Blue Dot
by Alison Braid
My phone takes me across town. I, nothing but the water-blue dot.
Effortless, how the blue dot becomes my virtual body;
I recognize myself in its glow, and follow, feet lecturing the sidewalk.
I think of how the blanched garlic clove slips out of its skin. And the bowl
fills up with them, pearl white and blue in veins. But in the sink
their paper wrappers crinkle, the all of them wanting remembrance, sight.
When the blue dot falters and its cone of leading light disappears, the dot
grows larger, pulses, blooming with its discontent. What I mean is the signal
is scrambled and I am lost. A sudden and joyous fragment, paused
in the middle of a leaf-green street. Maybe I am most alive here—here
where the algorithm disappoints and Google has recommended
the wrong shirtsleeves, complete in a colour that will only wash me out.
It is and isn't a shock to find the body is no longer a perfect shape
on the flat map of the city. To find oak trees springing up from the earth in vertical lines,
hydrangeas the size of two anatomically correct hearts held up by one strong stem.
Then to find the body is not blue jeans, though it is a mistake I often make,
choosing not to look closely at whatever is closest to me. I return to the hidden
skeleton of my body slowly, as if reentering a dream. The sun is hot
in my eyes. Wind disrupts the neatness of my hair. Buses pull over but I am not
getting on. Doors open, close. I wave the buses off, drivers showing their teeth.
I show my own. My body on a bus stop bench is a place of high drama, a blip
in the system, not doing what it's meant to. I sit with hands on my thighs and below,
or within, are two hollow bones, cascading with marrow, blood,
two valleys where something—cold, blue stream—runs through. Imagine that,
the wild of my body, loosed and tumbling. I kick a pebble into the street.
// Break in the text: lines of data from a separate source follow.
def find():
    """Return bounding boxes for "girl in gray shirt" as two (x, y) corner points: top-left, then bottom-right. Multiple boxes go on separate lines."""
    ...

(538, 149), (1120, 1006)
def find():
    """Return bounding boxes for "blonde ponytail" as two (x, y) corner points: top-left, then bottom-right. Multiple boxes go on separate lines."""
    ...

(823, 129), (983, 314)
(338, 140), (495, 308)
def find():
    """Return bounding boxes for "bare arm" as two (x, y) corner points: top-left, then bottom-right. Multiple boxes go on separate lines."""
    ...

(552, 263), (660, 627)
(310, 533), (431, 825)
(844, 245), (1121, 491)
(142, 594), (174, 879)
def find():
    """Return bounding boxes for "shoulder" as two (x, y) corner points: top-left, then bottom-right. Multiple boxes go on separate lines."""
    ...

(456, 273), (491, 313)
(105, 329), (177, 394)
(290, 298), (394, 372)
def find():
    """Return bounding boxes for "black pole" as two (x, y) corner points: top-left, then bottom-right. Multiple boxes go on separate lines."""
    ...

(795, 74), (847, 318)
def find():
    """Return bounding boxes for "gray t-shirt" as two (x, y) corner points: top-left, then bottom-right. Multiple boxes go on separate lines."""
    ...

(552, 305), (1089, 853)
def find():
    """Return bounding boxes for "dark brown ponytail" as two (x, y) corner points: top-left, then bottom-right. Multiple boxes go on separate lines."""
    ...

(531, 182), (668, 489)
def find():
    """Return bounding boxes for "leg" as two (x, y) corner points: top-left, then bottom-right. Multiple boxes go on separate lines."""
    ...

Overhead, the buzz of the trolleybus cables is the contented buzz of bees
beating their air-thin wings. Restored to its good health,
my phone tells me drones are expelled from the nest. Sent away, they stay away.
The hive continues without them. And the drones—where do they go?
A beekeeper on the east coast says the bodies of drones are found dead in her grass.
They are born into cells that look like bullets and have no fathers, she writes.
I can feel the sadness of her story in my body if I want to. Sadness in the body
is a basket of wet shelled peas, bells with no answer, dark rooms with darkening
windows. But my body is living and dying, apart from the bees, a fine machine
I don't yet know all the parts to. The sun filters down, a simple pattern playing
on my skin. I don't confuse it for a part of me. In my hand, the phone stirs and sings out.
* "My body on a bus stop bench is a place of high drama" takes its inspiration from Dorothea Lasky's line, "The I of a poem is a place of high drama," from Animal.